Java Forum / General / April 2006
concurrent 1.5
Homer - 03 Apr 2006 21:24 GMT Hi All,
I am trying to write a multi-thread code to read a directory and move all files to another directory (well and some other stuff but lets talk about the core part). What I am trying to do is:
1- Read the directory. 2- Create Threads for moving each file. 3- Thread will put the file name somewhere so other thread wont try to move the same file. 4- Limit number of the threads to 10 but don't kill/create threads when they are done (recycle).
Is concurrent package is good for doing something like that or I better write my own?
Any example, class, point to start?
Thanks in advance,
Homer
Remon van Vliet - 03 Apr 2006 21:50 GMT > Hi All, > [quoted text clipped - 17 lines] > > Homer I cant really think of a good reason to do this with more than 1 "move my files" thread.
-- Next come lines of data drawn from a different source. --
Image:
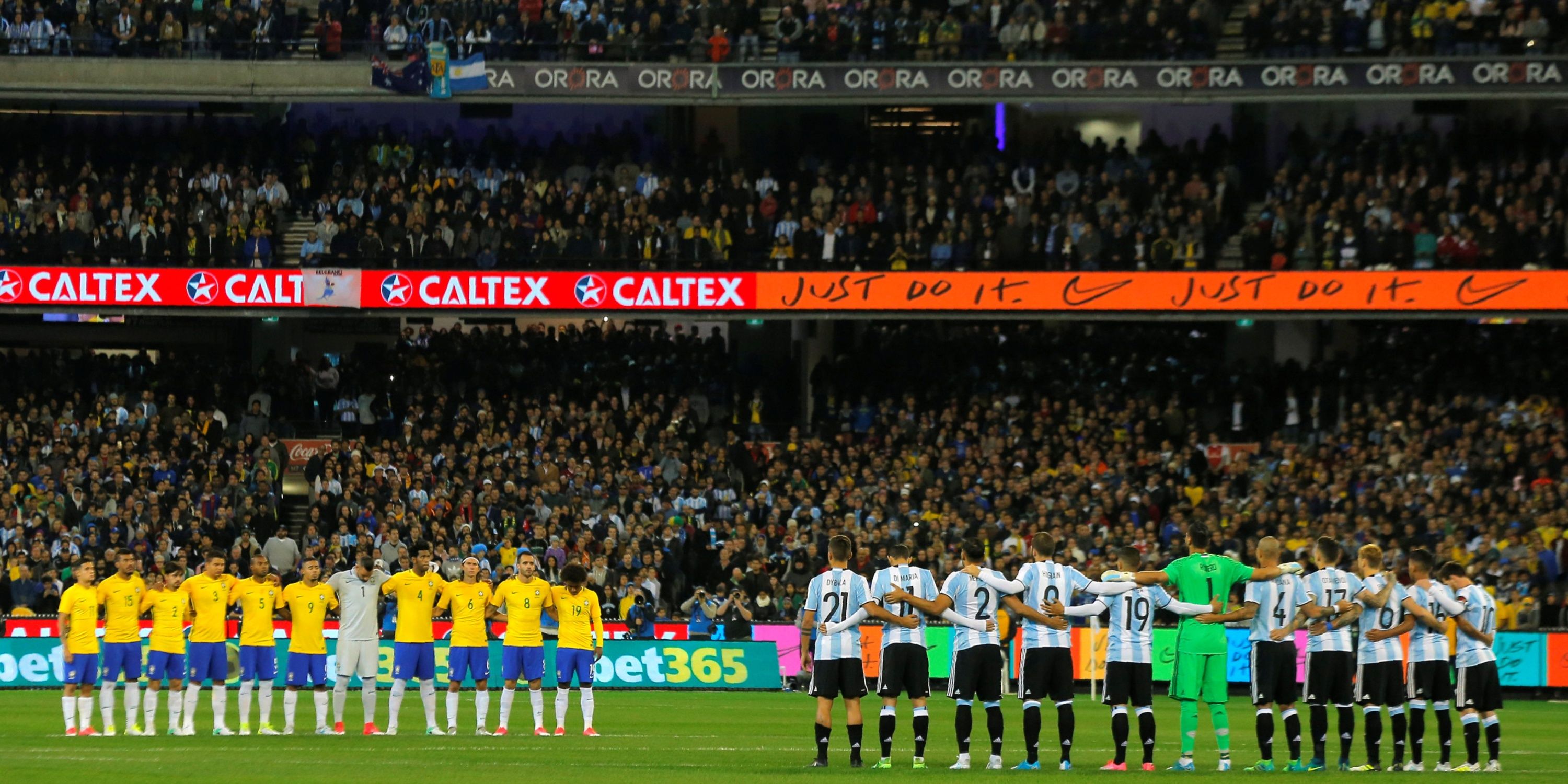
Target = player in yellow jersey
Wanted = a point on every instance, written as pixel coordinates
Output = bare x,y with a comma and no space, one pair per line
524,598
259,598
469,653
579,645
209,650
79,609
121,598
168,607
306,604
413,647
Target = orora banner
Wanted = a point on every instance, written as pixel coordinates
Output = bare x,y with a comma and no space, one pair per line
626,664
816,292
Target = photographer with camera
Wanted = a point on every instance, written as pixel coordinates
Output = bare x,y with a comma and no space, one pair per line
640,615
737,612
701,610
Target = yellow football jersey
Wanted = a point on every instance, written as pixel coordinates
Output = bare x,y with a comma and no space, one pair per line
308,610
121,599
416,603
579,618
80,604
258,604
211,606
524,603
468,603
170,610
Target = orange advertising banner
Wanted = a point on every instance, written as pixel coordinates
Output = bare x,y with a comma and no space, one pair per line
1558,661
1404,291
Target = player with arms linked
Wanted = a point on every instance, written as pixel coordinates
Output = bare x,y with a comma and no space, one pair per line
905,667
121,598
1129,654
79,609
168,607
1429,683
1198,675
1271,609
1048,642
1329,658
523,598
414,645
1479,690
977,654
579,645
306,604
835,662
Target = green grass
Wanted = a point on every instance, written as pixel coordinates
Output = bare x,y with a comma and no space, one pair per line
648,737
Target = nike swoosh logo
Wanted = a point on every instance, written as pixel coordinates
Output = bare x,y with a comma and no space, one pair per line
1089,295
1484,292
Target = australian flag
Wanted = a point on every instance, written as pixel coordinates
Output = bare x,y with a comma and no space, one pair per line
411,79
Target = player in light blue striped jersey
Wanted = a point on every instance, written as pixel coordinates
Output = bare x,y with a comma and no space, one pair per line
977,654
836,668
1129,653
1427,675
1478,690
1048,648
1380,675
1329,653
1272,610
904,665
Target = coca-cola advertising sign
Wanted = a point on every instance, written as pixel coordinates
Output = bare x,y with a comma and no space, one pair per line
302,451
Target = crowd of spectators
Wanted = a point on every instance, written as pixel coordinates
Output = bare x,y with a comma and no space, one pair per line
1481,193
1405,29
629,451
382,200
1484,195
639,30
764,30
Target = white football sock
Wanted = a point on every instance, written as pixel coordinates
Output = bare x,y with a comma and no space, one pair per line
427,695
247,689
107,705
507,695
132,701
399,687
339,698
367,700
192,697
267,703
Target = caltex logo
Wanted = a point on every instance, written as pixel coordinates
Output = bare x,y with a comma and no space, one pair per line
201,287
396,289
590,291
10,286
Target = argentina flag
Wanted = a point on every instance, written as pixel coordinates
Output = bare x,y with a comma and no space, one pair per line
469,74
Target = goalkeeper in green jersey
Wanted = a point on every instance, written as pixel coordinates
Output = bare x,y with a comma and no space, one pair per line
1202,648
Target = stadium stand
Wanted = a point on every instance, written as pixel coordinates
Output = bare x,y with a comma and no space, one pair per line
653,460
1343,198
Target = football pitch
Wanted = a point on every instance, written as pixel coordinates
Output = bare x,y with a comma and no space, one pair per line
690,737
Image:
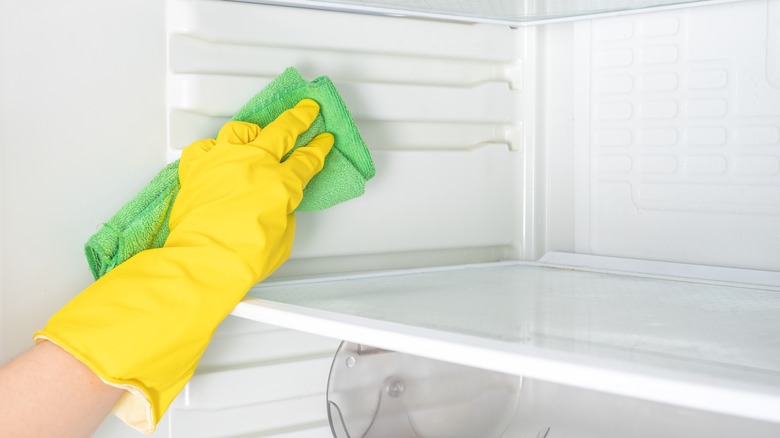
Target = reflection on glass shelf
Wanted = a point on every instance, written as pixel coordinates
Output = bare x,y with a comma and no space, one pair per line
503,11
627,318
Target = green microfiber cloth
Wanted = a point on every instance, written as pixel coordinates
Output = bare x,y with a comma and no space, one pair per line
142,223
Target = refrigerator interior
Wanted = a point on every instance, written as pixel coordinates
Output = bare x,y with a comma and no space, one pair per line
653,135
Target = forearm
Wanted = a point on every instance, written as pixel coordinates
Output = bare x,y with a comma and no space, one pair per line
54,395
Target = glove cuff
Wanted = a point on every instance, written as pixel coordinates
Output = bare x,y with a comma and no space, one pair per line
133,408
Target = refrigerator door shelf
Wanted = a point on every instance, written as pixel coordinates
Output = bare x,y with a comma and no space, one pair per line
703,345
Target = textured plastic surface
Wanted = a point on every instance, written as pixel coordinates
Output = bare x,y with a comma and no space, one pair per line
677,135
439,104
699,345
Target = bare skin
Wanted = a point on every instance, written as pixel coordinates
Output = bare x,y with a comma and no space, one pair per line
46,392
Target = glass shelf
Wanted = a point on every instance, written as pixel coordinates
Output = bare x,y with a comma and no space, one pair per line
707,346
493,11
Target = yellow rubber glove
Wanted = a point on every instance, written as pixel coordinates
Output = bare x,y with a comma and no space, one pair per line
144,326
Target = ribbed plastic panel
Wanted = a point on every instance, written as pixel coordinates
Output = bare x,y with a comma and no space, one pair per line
439,105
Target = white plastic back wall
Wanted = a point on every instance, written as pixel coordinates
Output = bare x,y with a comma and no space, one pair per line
677,135
439,105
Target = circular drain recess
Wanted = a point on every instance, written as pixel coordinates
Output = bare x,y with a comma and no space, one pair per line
374,393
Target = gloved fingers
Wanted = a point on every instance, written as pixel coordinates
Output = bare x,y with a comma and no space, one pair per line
192,153
238,132
306,161
279,136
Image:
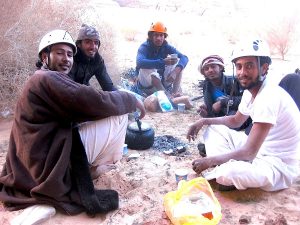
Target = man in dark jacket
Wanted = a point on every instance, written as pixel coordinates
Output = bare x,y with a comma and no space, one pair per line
158,64
48,166
222,94
88,62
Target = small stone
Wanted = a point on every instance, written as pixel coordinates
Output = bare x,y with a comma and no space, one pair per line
244,219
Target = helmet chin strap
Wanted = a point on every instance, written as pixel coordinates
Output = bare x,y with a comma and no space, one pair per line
46,62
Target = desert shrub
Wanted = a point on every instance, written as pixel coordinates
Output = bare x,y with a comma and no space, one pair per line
18,50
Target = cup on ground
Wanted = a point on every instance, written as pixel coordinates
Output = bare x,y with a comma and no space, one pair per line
181,107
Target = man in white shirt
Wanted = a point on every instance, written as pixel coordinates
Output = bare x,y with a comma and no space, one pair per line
268,157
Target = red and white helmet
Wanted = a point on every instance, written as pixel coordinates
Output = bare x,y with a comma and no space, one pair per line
55,37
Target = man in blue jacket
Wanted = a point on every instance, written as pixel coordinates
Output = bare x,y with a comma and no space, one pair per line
159,65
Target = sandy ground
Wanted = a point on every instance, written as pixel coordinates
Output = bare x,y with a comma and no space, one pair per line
143,182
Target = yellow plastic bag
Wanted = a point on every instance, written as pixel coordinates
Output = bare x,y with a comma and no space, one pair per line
194,203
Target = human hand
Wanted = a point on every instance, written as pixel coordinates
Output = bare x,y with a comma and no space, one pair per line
194,130
170,61
141,107
202,110
201,164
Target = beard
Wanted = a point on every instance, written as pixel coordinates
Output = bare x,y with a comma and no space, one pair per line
253,84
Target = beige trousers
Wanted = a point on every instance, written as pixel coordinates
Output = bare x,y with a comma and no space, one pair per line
103,139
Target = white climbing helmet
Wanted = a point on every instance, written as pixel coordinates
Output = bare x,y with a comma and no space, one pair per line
55,37
252,47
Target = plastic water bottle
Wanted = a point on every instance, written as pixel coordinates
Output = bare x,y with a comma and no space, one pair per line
164,102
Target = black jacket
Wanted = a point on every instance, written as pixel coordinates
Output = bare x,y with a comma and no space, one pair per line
228,83
84,68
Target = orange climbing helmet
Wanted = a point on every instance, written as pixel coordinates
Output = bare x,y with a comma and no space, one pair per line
158,27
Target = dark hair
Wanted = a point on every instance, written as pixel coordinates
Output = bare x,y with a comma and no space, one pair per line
39,64
78,42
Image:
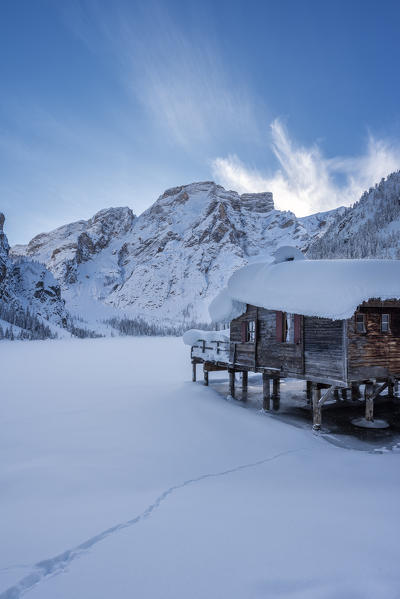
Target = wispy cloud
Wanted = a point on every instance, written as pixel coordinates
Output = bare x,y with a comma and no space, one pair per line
176,76
306,181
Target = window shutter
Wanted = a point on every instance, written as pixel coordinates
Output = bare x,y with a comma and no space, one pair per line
279,326
297,328
244,331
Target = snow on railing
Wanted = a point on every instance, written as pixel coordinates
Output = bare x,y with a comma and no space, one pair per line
211,351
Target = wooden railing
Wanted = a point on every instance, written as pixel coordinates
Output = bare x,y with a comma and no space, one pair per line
211,351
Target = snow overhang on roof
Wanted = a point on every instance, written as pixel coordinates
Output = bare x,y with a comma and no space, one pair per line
324,288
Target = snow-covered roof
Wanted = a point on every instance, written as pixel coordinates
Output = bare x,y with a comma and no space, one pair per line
324,288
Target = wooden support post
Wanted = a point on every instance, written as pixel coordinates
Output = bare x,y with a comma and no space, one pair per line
245,379
276,398
317,409
369,401
309,391
266,392
232,383
355,391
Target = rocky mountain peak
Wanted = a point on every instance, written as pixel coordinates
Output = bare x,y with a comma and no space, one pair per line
169,262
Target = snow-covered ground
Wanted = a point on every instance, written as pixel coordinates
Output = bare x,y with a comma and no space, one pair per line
121,478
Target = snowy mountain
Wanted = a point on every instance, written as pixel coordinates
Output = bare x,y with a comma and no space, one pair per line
368,229
167,264
29,293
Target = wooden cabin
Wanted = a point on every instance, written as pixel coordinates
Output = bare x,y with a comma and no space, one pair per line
332,354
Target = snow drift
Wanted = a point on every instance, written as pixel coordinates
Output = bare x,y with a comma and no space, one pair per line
323,288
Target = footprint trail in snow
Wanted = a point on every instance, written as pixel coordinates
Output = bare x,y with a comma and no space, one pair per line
56,565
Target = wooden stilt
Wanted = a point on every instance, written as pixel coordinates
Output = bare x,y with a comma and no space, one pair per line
232,383
317,409
355,392
245,379
369,401
276,398
309,391
266,392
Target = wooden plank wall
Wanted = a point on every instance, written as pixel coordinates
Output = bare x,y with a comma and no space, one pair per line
323,348
275,354
267,352
375,354
244,352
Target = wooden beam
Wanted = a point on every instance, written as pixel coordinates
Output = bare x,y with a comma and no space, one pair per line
317,411
266,392
355,392
309,391
369,401
245,380
276,397
232,383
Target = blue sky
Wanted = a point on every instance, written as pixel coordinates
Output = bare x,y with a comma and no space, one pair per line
109,103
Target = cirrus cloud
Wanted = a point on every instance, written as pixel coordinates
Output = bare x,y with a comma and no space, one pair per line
306,181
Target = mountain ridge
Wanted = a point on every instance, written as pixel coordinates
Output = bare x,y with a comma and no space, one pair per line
168,263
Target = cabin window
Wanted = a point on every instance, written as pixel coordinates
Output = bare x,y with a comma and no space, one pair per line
251,331
360,323
385,323
288,327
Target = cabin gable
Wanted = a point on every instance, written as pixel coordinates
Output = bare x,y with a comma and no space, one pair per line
374,352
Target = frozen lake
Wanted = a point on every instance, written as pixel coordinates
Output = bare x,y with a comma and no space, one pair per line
119,478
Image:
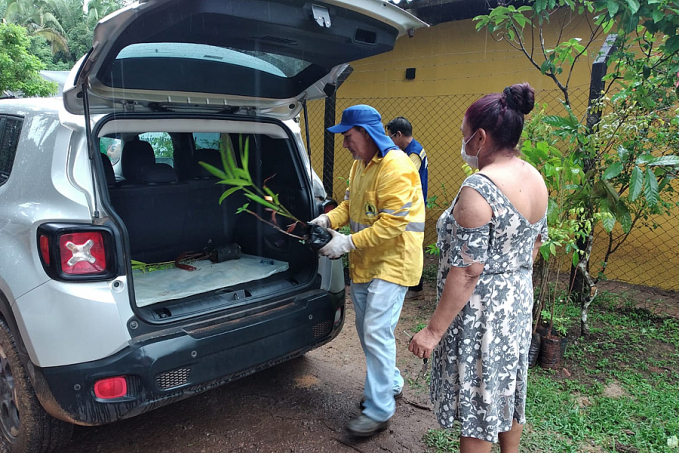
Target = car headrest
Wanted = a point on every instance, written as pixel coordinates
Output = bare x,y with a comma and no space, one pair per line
139,165
158,174
137,154
108,170
209,156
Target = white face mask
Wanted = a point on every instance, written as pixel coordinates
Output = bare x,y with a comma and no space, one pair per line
472,161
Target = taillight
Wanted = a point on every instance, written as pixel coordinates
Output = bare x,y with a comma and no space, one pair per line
77,252
82,253
45,249
110,388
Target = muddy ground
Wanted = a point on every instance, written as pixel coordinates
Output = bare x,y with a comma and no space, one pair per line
302,405
299,406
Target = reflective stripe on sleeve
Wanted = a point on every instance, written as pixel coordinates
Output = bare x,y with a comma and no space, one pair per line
415,227
356,227
402,212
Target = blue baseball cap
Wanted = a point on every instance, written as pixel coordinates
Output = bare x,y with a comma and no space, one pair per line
369,119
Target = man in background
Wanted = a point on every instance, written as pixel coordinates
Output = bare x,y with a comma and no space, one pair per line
401,132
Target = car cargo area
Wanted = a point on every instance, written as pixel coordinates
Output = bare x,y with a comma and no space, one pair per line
189,253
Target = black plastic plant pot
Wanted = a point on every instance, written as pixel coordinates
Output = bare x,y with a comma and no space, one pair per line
317,237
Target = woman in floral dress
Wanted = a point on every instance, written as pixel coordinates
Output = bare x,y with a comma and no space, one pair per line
479,335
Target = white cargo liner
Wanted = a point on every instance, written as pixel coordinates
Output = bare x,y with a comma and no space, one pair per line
169,284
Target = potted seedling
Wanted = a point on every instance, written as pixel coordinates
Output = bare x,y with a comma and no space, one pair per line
554,330
239,178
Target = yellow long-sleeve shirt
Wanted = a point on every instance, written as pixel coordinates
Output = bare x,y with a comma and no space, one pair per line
385,210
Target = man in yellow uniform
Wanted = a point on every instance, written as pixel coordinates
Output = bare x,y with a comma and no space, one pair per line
385,210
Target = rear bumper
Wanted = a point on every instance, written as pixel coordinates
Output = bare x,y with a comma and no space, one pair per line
177,363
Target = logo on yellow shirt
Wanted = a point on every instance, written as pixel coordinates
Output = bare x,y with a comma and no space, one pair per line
370,210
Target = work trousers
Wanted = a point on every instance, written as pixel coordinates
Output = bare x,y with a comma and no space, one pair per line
378,306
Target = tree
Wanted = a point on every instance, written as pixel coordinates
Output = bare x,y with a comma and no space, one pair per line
20,71
38,17
621,156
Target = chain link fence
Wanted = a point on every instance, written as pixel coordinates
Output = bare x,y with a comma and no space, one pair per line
647,258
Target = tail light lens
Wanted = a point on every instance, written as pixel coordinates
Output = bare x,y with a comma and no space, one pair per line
45,249
82,253
110,388
77,252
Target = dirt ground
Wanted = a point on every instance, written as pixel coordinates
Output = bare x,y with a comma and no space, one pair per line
302,405
299,406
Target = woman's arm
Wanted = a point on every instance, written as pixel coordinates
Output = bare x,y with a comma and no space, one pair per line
471,211
457,290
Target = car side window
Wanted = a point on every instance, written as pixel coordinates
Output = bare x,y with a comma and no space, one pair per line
10,129
112,147
206,140
161,142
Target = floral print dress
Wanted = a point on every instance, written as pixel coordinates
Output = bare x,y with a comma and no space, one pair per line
480,367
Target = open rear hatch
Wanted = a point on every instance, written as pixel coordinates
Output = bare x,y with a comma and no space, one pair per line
263,56
190,67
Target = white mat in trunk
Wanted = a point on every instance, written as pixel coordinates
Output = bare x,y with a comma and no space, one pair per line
169,284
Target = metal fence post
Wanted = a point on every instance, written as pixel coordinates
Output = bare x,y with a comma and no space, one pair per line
329,137
596,88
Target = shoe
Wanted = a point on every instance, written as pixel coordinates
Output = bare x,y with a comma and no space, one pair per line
414,295
364,426
397,396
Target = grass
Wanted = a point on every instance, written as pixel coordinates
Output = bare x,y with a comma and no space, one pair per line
429,272
621,392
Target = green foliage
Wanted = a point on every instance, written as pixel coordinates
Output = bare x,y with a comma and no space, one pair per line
239,178
20,71
631,351
433,249
430,272
614,166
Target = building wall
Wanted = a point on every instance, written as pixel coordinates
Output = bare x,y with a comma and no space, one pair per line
455,65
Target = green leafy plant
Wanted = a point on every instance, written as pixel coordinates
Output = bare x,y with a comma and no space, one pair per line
239,178
612,167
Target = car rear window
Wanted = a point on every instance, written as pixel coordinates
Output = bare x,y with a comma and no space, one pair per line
278,65
10,129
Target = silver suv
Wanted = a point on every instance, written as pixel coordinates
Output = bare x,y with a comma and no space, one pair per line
103,200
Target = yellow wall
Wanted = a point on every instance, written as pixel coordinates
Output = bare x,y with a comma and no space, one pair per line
455,65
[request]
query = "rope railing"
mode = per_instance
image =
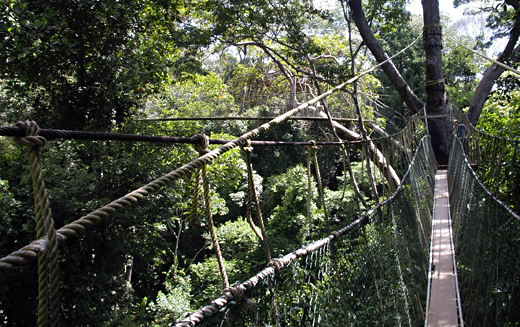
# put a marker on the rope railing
(28, 252)
(48, 239)
(306, 280)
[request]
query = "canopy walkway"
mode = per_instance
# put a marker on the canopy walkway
(375, 269)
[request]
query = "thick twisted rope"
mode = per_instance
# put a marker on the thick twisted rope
(48, 275)
(202, 148)
(251, 194)
(241, 291)
(105, 212)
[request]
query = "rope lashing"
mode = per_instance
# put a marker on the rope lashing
(262, 235)
(309, 190)
(312, 149)
(48, 272)
(202, 148)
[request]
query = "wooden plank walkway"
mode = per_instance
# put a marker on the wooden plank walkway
(443, 303)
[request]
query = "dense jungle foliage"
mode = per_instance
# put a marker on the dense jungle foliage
(115, 66)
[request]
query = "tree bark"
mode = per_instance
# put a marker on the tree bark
(406, 94)
(440, 128)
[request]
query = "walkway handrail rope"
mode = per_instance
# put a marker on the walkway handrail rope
(262, 235)
(48, 270)
(52, 134)
(241, 291)
(28, 252)
(516, 71)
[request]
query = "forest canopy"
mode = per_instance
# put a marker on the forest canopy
(122, 65)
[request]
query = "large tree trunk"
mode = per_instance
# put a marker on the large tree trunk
(406, 94)
(440, 128)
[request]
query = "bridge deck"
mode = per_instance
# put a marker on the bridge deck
(443, 302)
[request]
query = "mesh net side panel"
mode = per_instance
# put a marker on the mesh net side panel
(487, 244)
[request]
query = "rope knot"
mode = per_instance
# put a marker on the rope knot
(202, 147)
(31, 138)
(312, 147)
(246, 145)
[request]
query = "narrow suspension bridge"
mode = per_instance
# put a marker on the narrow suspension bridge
(314, 285)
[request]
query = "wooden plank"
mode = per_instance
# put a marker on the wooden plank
(443, 301)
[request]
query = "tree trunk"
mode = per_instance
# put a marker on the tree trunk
(406, 94)
(440, 128)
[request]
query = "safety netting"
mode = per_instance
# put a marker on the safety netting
(372, 272)
(487, 242)
(496, 162)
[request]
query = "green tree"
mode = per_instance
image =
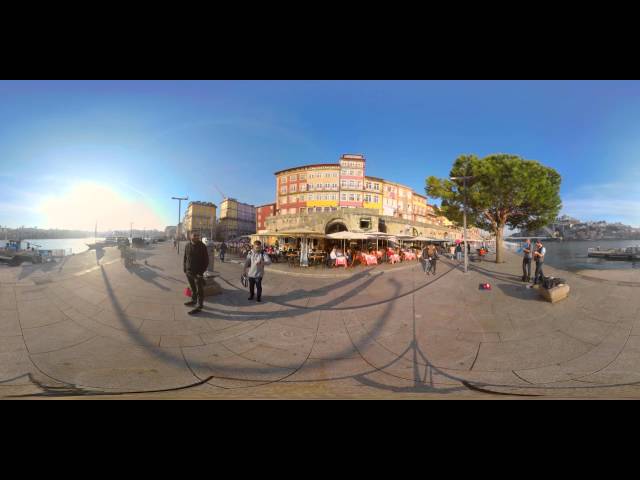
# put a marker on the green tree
(504, 190)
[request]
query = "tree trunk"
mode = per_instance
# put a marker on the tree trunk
(499, 231)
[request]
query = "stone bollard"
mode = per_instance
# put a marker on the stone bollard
(555, 294)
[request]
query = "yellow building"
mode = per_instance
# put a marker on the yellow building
(328, 187)
(373, 193)
(312, 188)
(419, 208)
(200, 217)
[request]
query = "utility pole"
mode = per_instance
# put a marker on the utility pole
(179, 211)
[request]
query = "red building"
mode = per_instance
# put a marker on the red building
(262, 212)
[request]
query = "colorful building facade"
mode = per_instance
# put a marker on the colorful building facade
(200, 217)
(330, 187)
(262, 212)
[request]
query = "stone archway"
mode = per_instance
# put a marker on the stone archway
(336, 225)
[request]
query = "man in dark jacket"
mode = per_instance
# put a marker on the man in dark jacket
(195, 263)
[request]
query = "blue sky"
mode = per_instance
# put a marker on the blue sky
(117, 151)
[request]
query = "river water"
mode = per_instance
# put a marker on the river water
(572, 255)
(69, 245)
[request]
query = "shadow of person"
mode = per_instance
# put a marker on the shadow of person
(99, 255)
(149, 276)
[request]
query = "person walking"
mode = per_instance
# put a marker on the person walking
(459, 252)
(223, 250)
(527, 250)
(426, 263)
(538, 257)
(254, 269)
(432, 251)
(194, 264)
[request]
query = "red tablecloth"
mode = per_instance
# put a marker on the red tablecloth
(341, 261)
(371, 259)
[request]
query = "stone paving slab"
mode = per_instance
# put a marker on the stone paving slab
(373, 333)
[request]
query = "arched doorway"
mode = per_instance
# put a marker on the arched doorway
(335, 226)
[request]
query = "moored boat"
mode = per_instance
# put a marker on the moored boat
(628, 253)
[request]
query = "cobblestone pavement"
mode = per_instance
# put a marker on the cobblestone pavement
(93, 329)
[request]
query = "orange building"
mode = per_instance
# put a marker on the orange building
(327, 187)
Why do you require 10? It certainly wont speed up the process. Anyway, if you insist on this simply have all your move threads grab filenames of a single blocking queue filled by your "main" thread (in other words, fill it with the results from reading the directory). This will ensure they wont start moving a file twice or skip files. The java.util.concurrent package provides some utility classes for thread concurrency but it's not directly related to the solution for your problem.
Remon van Vliet
Matt Humphrey - 04 Apr 2006 13:59 GMT >> Hi All, >> [quoted text clipped - 21 lines] > files" thread. Why do you require 10? It certainly wont speed up the > process. I'm curious on what you're basing this assertion. Even though the operation is disk-bound, it seems to me that giving the disk scheduler multiple requests may reduce latency and maintain saturation.
Cheers,
Matt Humphrey matth@ivizNOSPAM.com http://www.iviz.com/
Alex Hunsley - 04 Apr 2006 14:27 GMT >>> Hi All, >>> [quoted text clipped - 25 lines] > is disk-bound, it seems to me that giving the disk scheduler multiple > requests may reduce latency and maintain saturation. It may reduce latency, but you may end up with more seeks, and each seek resulting in a small amount of bytes being accessed. It all of course depends on what optimisations are happening unseen in your particular system... I see what you're getting at though. But even with that in mind, 10 threads wouldn't be helping much. 2 threads perhaps (if > 1 were beneficial). I personally think 1 thread is best though, unless you have particular knowledge about what is going on with disks etc...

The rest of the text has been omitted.